異常なほどの執着を見せる同級生に、友人という建前をいっぱいに利用し本人の見えないところでは非情なまでに破滅に追い詰めんとする自称友人。それから愛憎が極まった後輩ズか。例によって俺という異質な存在も漏れはしない。
しかし今着目するべきはそこではない。極めつけは歪んだ愛情を持つ、血の繋がった実の弟ときた。その重さは計り知れないが、彼の滝真を見つめるその瞳は暗くて深い闇がどこまでも続くようだった。
ここまで揃ってしまえば非常に残念だけれども、もうあの男に、普通の娘と恋愛をし生涯を共にするという未来はありえないだろう。俺が見る限り誰も、彼を逃そうという甘い考えは持ってはいなさそうだった。
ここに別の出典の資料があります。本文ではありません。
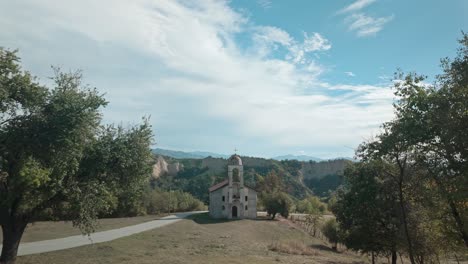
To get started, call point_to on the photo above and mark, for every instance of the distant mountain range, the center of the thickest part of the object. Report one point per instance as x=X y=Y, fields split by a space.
x=203 y=154
x=187 y=155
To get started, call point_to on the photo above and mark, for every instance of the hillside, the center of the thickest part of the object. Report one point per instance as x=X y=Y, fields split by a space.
x=197 y=175
x=200 y=240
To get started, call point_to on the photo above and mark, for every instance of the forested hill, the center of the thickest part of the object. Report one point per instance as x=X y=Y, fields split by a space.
x=197 y=175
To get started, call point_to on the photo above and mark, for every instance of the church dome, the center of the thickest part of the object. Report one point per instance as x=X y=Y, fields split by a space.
x=235 y=160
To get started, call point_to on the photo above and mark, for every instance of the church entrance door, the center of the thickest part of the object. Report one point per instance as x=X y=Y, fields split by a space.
x=234 y=211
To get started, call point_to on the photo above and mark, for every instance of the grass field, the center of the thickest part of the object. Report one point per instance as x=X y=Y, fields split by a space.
x=204 y=240
x=49 y=230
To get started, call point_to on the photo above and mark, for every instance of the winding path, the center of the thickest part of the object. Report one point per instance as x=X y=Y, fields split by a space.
x=98 y=237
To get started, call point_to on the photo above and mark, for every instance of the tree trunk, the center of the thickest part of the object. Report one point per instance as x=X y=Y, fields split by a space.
x=405 y=222
x=12 y=232
x=459 y=221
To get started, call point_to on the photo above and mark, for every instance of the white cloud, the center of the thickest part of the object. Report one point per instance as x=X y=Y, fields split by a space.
x=180 y=63
x=356 y=6
x=265 y=4
x=365 y=25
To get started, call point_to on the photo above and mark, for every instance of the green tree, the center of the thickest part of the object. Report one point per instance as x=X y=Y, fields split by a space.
x=277 y=203
x=435 y=120
x=367 y=210
x=331 y=231
x=50 y=141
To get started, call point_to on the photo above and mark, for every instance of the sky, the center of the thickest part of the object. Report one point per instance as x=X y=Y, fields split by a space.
x=265 y=77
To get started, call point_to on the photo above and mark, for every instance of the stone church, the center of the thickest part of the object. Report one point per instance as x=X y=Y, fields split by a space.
x=231 y=198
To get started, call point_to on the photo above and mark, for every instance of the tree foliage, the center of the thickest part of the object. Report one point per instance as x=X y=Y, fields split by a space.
x=55 y=155
x=411 y=186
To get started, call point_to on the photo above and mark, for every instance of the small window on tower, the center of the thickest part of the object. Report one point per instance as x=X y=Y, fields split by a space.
x=235 y=175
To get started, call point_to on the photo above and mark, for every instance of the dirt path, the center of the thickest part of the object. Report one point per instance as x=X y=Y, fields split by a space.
x=98 y=237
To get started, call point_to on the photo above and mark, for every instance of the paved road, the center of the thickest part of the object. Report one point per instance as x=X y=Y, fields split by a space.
x=98 y=237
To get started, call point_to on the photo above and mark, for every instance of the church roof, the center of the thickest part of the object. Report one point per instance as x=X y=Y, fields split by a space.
x=224 y=183
x=235 y=160
x=218 y=185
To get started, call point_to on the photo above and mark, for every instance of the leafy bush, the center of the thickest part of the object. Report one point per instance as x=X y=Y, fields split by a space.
x=277 y=203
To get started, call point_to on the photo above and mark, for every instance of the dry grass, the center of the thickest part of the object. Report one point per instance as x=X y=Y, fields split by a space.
x=293 y=247
x=201 y=240
x=50 y=230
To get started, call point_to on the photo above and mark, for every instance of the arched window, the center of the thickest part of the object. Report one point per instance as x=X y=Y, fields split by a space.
x=235 y=175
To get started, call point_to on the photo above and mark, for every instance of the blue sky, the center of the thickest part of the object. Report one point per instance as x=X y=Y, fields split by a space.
x=265 y=77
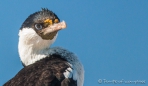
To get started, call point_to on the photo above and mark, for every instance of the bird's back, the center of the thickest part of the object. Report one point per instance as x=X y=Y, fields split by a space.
x=45 y=72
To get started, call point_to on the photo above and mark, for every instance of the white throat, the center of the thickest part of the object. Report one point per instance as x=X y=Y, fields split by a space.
x=32 y=47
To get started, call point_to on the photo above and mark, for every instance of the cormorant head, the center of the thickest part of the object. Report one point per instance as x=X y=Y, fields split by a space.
x=36 y=35
x=41 y=27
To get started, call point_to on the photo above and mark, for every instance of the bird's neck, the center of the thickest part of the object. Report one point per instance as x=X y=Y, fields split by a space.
x=32 y=47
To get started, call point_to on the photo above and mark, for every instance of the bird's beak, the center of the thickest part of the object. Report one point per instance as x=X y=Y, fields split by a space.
x=51 y=31
x=55 y=27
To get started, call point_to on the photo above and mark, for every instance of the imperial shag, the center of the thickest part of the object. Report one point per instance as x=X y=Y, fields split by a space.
x=44 y=66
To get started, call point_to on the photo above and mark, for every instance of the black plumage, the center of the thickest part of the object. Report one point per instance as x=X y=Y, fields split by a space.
x=45 y=72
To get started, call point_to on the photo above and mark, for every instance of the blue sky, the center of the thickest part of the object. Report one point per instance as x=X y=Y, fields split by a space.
x=110 y=37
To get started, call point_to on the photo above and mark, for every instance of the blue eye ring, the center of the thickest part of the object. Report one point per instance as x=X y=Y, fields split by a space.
x=38 y=26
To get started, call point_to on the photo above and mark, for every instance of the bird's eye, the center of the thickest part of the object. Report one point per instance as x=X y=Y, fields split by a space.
x=38 y=26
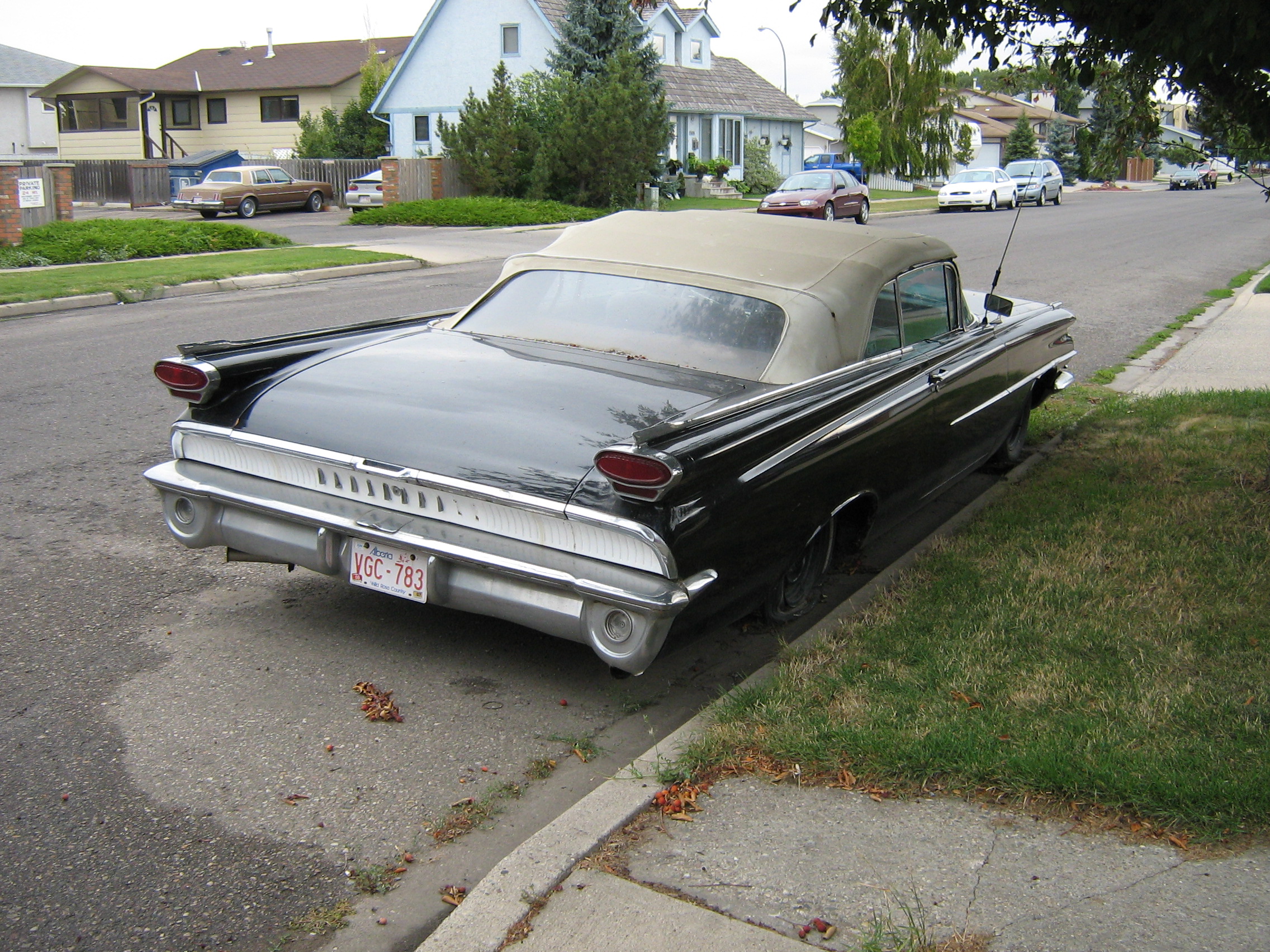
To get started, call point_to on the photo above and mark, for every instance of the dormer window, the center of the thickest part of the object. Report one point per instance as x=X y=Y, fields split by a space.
x=511 y=40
「赤城先輩、やっぱすごく探しましたよね俺たちの事。ごめんなさい、滝真も俺も、部屋に携帯忘れたみたいで」

「ああ、いえ。お二人に怪我など無くて安心いたしました」

「あ。ほら、また敬語」

「あ…申し訳…いえ、ごめん。気を付けるよ」

「いーえ!赤城先輩、もともとは植木みたいな家とは違って敬語使われるような立場だったんでしょ、楽にしてください」

一体いつの間にうちの情報なんて調べたのだろう。近しい者以外には意図的に秘密にしていた家の情報を、さも当然と言わんばかりに口にする晴の台詞に笑顔を浮かべたまま押し黙る。
晴の笑って言うその様子は一見無邪気そのものだけれども、言葉の裏にある棘に一度気が付いてしまえばそんな能天気なことは言っていられない。晴のその一つ一つの言葉選びにさえ、すべてに悪意に満ちているようにしか思えないし、実際晴は顔には笑みを浮かべ好意的な態度を取りながらもその両手にはナイフを持ち、真っすぐ俺に見えるように向けているようなものだろう。隠すつもりなんて初めから微塵だってない。晴は俺を敵とみなして、それを隠そうともせず前面に宣戦布告をしているのだ。


「滝真にも買って行ってあげよ」

たこ焼きの看板が立った屋台の暖簾を潜り、丸坊主にした如何にもな風貌をした店主に八つ入りの表示を指さす。
ここにはいないはずの兄を想って頬を緩める晴の横顔を横目で見て、俺は無意識のうちに強烈な吐き気にも近い嫌悪を覚えた。
もと、浅葱晴は、兄の事を何と呼んでいた?…物の数分前まで、兄貴と、そう呼んでいただろう。なのに、なんだこの変わりようは。晴の、兄の名前を呼ぶその声は慈愛に満ち、兄を想うその瞳は誰が見ても恋人思うそれに違いなく、まさか実の兄を想っているとは到底思いつかないだろう。思うはずがない。…前々から勘付いてはいたことだけれど、改めて、いやそれ以上に、こいつは、頭がおかしい。一体どんな幼少期を過ごせば、血のつながった兄弟に対してこんな強烈な感情を抱くことができるというのだ。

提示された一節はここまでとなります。